Cuando termina sus apuntes, MP nos mira y pregunta, sin inmutarse:

—Entonces qué, ¿se quiere operar o no se quiere operar?

—Pues claro, cómo no me voy a querer operar. Lo que quiero es operarme cuanto antes. Si ya teníamos prisa antes de entrar aquí, imagínese ahora. ¿Cuándo podría
usted…?

—Bueno, bueno, bueno. Un momento, ¡UN MOMENTO! Porque  usted tiene su enfermedad, pero yo tengo mi agenda. Así que vamos a mirar mi agenda.

Sutil confrontación: yo tengo mi enfermedad, él tiene su agenda. Ojalá fueran intercambiables, cabrón.

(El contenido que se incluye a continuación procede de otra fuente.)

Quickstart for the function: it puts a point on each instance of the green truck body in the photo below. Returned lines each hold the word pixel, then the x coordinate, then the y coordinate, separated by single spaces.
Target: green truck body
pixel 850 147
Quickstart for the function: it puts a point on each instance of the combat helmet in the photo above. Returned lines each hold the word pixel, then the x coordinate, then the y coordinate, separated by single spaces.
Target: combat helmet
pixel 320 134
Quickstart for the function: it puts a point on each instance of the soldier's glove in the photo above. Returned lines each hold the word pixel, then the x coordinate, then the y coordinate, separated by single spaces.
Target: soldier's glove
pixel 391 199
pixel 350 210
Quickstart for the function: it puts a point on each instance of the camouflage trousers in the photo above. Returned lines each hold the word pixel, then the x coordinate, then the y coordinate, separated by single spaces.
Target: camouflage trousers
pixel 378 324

Ojalá tuvieras tú mi enfermedad, que ya sabría yo lo que hacer con tu puta agenda.

—Bueno… Vamos a ver… Yo sólo opero los martes… El resto de días paso consulta, pero sólo opero los martes… Y hoy es miércoles —aquí nos enseña una sonrisita incomprensible, injustificable, absolutamente asesinable—. Vaya… La semana que viene… La semana que viene podría ser... El martes de la semana que viene es día… Día 24 de febrero, sí.

—Perfecto, si no puede ser antes,
perfecto.

—Antes es IMPOSIBLE, ya le he dicho que yo sólo opero los martes, a ver… ¡Anda! ¡Pero si ese martes estoy fuera! Claaaro, ese martes estoy en un congreso, si es que tengo la cabeza… Nada, nada, el martes 24 no puede ser… A ver… El siguiente... El siguiente, 3 de marzo… El 3 de marzo tengo una operación también, pero bueno, aunque yo sólo hago una operación cada martes, creo que esta operación es muy sencillita, una cosita con láser, una técnica que no se puede aplicar en su caso, con usted hay que extirpar radicalmente…

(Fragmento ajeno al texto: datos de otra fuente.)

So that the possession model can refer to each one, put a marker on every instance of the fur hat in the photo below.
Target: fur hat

—Ya, ya. Pero entonces eso sería el…

—El martes 3 de marzo, pero ya le digo: le operaría cuando acabase la otra operación, quiero decir que  usted iría de segundo plato, ¿eh? Tendría que esperar a que yo acabase y después  ya le tocaría…

(Qué lenguaje, que insensibilidad, que vergüenza, qué miedo.)

—Pues nada, cuanto antes, si no puede ser antes, porque parece claro que hay que operar cuanto antes…

—Hay que operar ya, CLARO QUE HAY QUE OPERAR YA. Pero eso es lo más pronto que yo puedo operarlo, ya le digo, y haciéndole el favor de meterlo después del otro.

—…

—¿Lo apunto o no lo apunto?

—Sí, sí, claro, disculpe, estamos un poco…

—Bueno, mis tarifas son 15 mil euros. Eso es lo que yo cobro, más tres mil de anestesista y ayudantía. Luego está la clínica, que ahí tienen que negociar con ellos. ¡Pero mis 15 mil son innegociables!

(Pero ¿quién demonios ha intentado negociar con él?)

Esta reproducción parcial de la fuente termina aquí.